OpenAI Codex supports background computer use with Mac app control and Telegram BotFather setup
OpenAI showed Codex working across apps in the background without taking over the Mac, and early users applied it to Telegram BotFather setup and front-end testing. That matters because Codex is moving from repo-only work into authenticated desktop workflows and UI-driven task loops.

TL;DR
- OpenAIDevs' demo post showed Codex using "computer use" to work across Mac apps in the background instead of taking over the active desktop.
- Early hands-on reports from steipete's Telegram setup and steipete's Google Cloud example pushed that beyond repo edits into authenticated desktop flows, including BotFather token setup and clicking through cloud admin screens.
- The Codex app's in-app browser is turning into a lightweight test harness, according to thsottiaux's product note, OpenAIDevs' repost, and TheRealAdamG's retweet of pranaveight.
- Long-running workflows are part of the same shift: TheRealAdamG confirmed /goal is now in the app, while reach_vb's automation example showed scheduled thread automations that wake back up in the same context.
You can watch OpenAI's own computer use walkthrough, browse the Peekaboo vision tool that one early user used to inspect Telegram windows, and check a separate OpenClaw proof-generation example for the kind of UI-testing loop people are already building around Codex.

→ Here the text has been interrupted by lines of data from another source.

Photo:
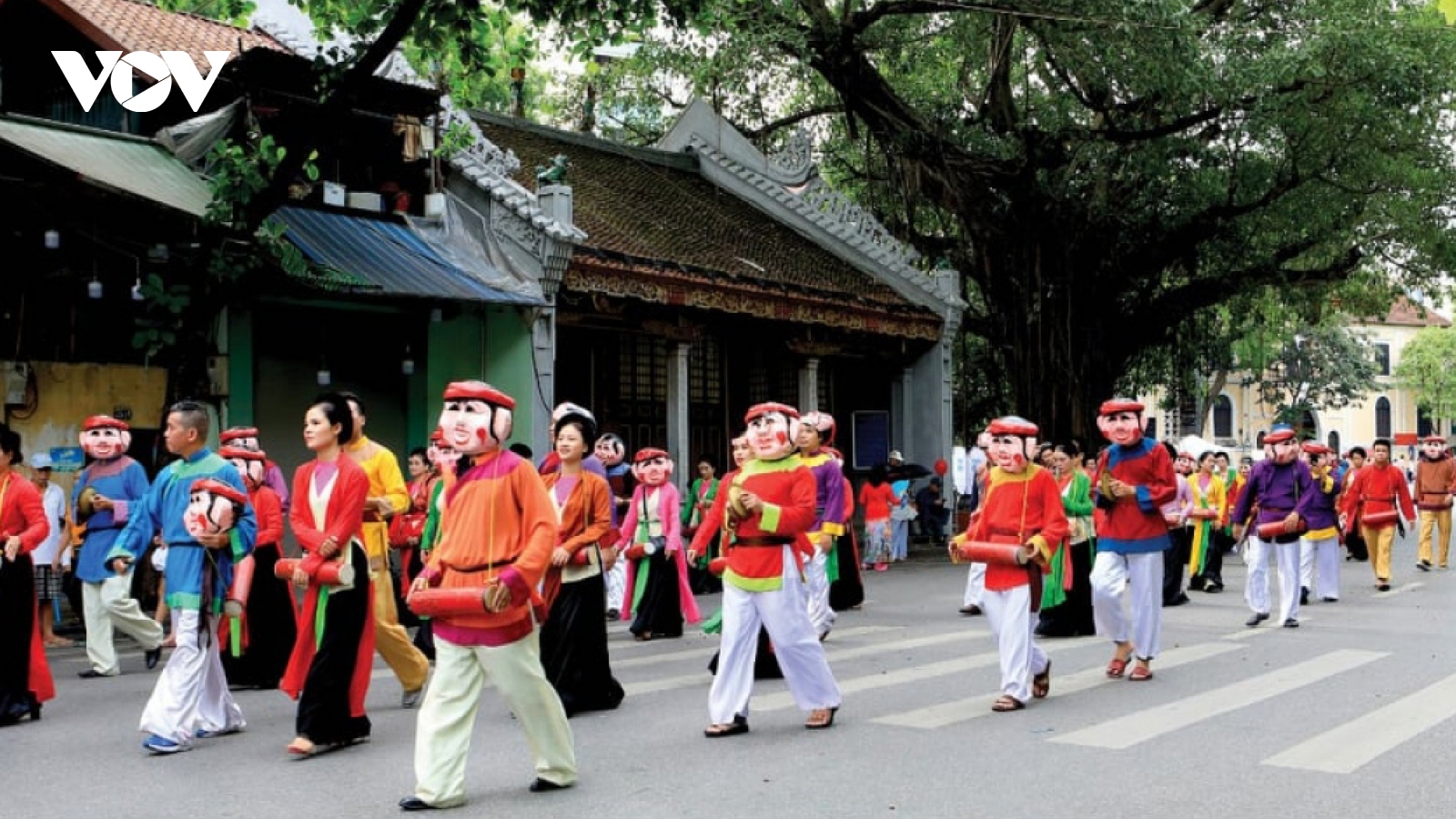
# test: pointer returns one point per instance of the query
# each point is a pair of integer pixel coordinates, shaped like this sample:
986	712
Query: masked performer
499	532
612	452
1320	547
247	438
771	511
102	500
25	678
574	639
1278	490
329	669
657	570
257	644
1023	511
191	697
817	431
1135	479
1434	482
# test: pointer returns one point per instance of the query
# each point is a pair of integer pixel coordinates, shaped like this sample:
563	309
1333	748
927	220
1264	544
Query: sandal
1006	703
1117	666
727	729
822	719
1041	683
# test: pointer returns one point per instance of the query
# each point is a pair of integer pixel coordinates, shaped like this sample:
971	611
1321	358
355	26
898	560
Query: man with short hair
388	496
191	697
1376	501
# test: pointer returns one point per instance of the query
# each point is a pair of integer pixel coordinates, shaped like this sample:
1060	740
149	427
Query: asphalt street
1349	714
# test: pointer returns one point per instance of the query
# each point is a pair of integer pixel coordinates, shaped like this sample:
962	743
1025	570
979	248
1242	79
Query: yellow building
1239	420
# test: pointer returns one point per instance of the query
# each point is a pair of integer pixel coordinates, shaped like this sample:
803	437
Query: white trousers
616	583
1259	557
795	644
817	574
1009	615
108	605
1320	567
191	694
975	584
1136	581
448	716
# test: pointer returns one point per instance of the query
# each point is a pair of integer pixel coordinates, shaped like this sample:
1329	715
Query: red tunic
22	513
342	521
1021	508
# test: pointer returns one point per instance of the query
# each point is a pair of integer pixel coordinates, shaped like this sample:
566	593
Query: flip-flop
1041	683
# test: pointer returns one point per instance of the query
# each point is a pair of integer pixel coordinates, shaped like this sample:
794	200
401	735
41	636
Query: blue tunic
165	509
123	481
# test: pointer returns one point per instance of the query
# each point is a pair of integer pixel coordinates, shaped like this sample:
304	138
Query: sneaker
164	745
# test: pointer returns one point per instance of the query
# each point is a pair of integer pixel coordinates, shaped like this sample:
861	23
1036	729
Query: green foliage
1429	369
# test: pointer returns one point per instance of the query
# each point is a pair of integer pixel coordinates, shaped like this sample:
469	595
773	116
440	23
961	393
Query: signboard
871	438
67	458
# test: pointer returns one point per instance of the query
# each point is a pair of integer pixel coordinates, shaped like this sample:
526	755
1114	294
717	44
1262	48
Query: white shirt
55	501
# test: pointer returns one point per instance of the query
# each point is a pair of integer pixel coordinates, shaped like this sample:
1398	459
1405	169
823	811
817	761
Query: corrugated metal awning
121	162
386	256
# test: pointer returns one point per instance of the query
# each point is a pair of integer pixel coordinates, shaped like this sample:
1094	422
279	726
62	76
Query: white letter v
77	75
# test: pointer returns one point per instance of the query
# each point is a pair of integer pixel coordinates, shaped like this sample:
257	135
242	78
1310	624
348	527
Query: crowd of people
510	570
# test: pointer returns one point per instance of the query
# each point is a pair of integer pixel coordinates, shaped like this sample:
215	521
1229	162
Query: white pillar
808	385
677	431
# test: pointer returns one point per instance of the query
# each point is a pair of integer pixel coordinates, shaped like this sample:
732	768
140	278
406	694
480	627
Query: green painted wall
510	365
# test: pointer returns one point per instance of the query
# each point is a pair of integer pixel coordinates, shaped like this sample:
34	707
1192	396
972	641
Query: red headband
1012	426
1120	405
238	433
769	407
218	489
104	423
648	453
480	390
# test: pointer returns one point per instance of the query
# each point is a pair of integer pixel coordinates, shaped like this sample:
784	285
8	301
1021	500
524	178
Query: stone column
677	431
808	385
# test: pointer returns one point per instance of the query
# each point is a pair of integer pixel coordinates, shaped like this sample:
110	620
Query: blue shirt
165	509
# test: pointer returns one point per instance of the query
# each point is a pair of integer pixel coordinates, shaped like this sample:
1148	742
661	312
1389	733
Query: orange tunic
499	525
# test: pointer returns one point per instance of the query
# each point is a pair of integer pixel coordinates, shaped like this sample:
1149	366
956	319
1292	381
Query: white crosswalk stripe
1150	723
1353	745
960	710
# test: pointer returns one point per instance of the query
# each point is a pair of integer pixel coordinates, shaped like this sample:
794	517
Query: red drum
448	602
980	551
237	602
1276	530
1380	518
329	574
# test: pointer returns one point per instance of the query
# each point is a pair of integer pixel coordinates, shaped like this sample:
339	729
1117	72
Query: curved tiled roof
652	207
130	25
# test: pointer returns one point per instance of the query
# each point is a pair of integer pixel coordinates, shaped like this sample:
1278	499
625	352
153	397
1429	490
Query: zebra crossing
895	678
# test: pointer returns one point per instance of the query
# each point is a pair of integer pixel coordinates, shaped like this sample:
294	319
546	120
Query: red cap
239	453
238	433
218	489
1012	426
769	407
104	423
1120	405
478	390
648	453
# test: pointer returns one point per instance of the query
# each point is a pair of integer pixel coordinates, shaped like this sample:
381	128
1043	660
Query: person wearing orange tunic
497	535
1023	509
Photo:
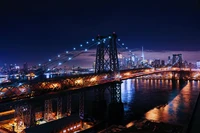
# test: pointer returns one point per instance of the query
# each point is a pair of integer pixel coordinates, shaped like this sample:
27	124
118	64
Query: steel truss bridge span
35	88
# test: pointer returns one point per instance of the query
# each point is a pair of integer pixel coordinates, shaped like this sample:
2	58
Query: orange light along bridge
31	88
107	76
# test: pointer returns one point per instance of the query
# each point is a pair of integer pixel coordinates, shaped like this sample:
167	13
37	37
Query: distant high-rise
25	68
142	54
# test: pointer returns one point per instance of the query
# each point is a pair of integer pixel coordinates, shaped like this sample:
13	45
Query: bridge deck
195	120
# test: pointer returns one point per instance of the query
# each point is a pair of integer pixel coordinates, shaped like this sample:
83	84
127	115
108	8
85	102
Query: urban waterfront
154	100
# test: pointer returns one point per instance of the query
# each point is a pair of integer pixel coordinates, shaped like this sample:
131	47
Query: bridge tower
107	61
106	54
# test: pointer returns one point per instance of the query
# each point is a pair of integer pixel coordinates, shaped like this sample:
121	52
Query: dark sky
35	30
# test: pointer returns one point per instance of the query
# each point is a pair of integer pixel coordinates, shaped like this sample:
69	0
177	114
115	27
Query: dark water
154	100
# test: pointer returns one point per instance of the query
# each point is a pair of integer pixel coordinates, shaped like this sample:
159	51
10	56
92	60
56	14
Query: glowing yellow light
79	81
93	79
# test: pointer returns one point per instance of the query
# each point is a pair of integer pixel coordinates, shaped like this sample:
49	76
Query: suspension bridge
108	74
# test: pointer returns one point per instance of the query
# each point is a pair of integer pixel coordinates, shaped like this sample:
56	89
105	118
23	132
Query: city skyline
34	32
87	59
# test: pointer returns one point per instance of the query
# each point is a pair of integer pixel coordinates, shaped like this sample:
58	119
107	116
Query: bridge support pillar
99	104
182	81
47	109
23	117
69	104
59	107
81	105
174	83
32	119
116	107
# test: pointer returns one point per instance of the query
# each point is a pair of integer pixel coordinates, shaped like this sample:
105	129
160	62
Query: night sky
33	31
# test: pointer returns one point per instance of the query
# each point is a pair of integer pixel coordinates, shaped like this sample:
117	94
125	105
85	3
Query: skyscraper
142	54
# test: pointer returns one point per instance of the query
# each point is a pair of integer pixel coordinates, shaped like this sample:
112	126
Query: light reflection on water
157	100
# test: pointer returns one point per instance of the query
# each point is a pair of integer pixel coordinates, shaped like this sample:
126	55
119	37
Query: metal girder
81	104
19	117
59	107
106	54
47	109
69	97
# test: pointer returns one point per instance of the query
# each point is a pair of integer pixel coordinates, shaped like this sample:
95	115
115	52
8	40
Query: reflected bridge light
79	81
127	74
93	79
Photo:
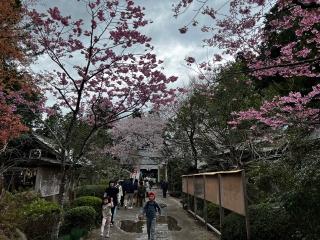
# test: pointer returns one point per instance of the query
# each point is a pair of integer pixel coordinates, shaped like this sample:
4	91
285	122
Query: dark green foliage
39	218
213	214
303	201
90	201
34	216
80	217
90	190
233	227
75	234
266	222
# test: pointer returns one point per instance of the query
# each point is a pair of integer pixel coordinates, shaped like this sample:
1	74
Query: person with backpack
164	186
150	209
141	194
128	192
135	192
107	205
112	192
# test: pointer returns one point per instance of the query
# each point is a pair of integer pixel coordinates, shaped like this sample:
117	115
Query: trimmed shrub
79	217
266	222
39	218
90	190
90	201
10	211
75	234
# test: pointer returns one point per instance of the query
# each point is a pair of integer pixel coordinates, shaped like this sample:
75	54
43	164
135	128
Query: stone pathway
182	226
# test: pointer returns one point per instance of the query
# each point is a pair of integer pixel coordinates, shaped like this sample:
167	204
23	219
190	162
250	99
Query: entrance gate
226	189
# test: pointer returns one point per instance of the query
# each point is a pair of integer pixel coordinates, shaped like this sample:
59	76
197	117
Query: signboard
48	181
231	187
226	189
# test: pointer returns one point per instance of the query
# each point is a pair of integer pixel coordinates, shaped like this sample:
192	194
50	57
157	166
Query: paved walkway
181	225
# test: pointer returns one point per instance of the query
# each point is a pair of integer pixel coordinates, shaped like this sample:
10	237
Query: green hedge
266	222
90	201
39	218
90	190
75	234
79	217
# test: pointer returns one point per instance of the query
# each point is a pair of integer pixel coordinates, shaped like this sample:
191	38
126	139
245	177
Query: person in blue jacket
150	209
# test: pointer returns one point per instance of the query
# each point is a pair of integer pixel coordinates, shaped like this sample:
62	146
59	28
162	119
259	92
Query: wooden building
33	164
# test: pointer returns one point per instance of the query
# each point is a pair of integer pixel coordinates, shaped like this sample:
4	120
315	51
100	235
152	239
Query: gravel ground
182	226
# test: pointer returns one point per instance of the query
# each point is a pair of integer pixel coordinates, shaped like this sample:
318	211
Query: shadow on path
174	224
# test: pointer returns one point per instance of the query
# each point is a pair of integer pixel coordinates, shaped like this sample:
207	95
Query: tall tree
17	89
105	68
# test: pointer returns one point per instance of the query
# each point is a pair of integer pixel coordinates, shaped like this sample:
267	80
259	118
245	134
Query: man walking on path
164	186
150	210
128	189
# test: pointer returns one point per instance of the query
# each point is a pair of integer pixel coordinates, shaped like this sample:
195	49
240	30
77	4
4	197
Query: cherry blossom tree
279	41
132	134
105	67
16	88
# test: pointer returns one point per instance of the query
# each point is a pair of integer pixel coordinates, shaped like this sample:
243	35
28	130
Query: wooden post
246	204
221	212
194	198
188	195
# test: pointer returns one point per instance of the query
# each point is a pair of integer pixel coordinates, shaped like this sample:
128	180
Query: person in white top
107	204
120	193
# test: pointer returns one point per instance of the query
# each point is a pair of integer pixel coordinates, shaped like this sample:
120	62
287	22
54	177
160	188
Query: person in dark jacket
112	192
141	194
164	186
150	209
128	192
135	192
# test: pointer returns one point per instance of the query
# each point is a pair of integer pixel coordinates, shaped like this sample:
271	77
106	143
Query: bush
90	201
39	218
75	234
266	222
90	190
79	217
11	206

There is also a leaked-looking Codex mobile setup screen and a report from btibor91's rollout summary that the Chrome extension was available outside the EU and UK.
Background computer use
OpenAI's framing in OpenAIDevs' post was narrow but important: Codex can click, type, and move across apps while the user keeps using the Mac. sound4movement's hands-on note said the earlier version felt like "two people at the same machine," while the background version felt smooth enough to leave running.
The interesting early examples were authenticated, stateful tasks. In steipete's Telegram post, Codex opened the Telegram Mac app, talked to BotFather, and tried to fetch a bot token using Peekaboo for screen inspection. In steipete's Google Cloud post, it noticed an API was disabled and started clicking through Google Cloud Admin to enable it.
In-app browser test harness
The app browser keeps picking up features that make it look less like a preview pane and more like a QA surface. thsottiaux listed different viewports, screenshot viewing, better annotations, and token-efficiency improvements, while OpenAIDevs' repost highlighted viewport-size testing directly.
Users are already treating it that way. kevinkern's post said Codex was adding features and running automated UI tests in the iOS simulator, and kevinkern's serve-sim note described a helper that captures the simulator inside the in-app browser. TheRealAdamG's retweet of pranaveight boiled the whole thing down neatly: the Codex app IAB is basically an automated front-end test harness.
Long-running threads and /goal
The other pattern in the evidence is persistence. TheRealAdamG said /goal has moved into the Codex app, not just the CLI.
That shows up in three distinct ways:
- reach_vb's automation example showed thread automations that wake Codex on a schedule inside the same thread, preserving context instead of starting fresh.
- doodlestein's react-doctor run said a fully autonomous /goal pass spent around 15 hours pushing a React app to a score of 100.
- doodlestein's usage-limit post showed 11 separate /goal runs still chugging along after GPT Pro limits were hit.
Mobile and rollout edges
Multiple posts surfaced the same "Set up Codex mobile" screen. WesRoth's screenshot and koltregaskes' screenshot both described a ChatGPT app flow for accessing threads and projects from a phone and getting notified when Codex desktop needs attention.
That mobile hint sits next to a messy rollout map. btibor91's summary said the Codex Chrome extension runs on macOS and Windows and was available everywhere except the EU and UK, while kimmonismus' complaint separately said computer use was not available in Europe.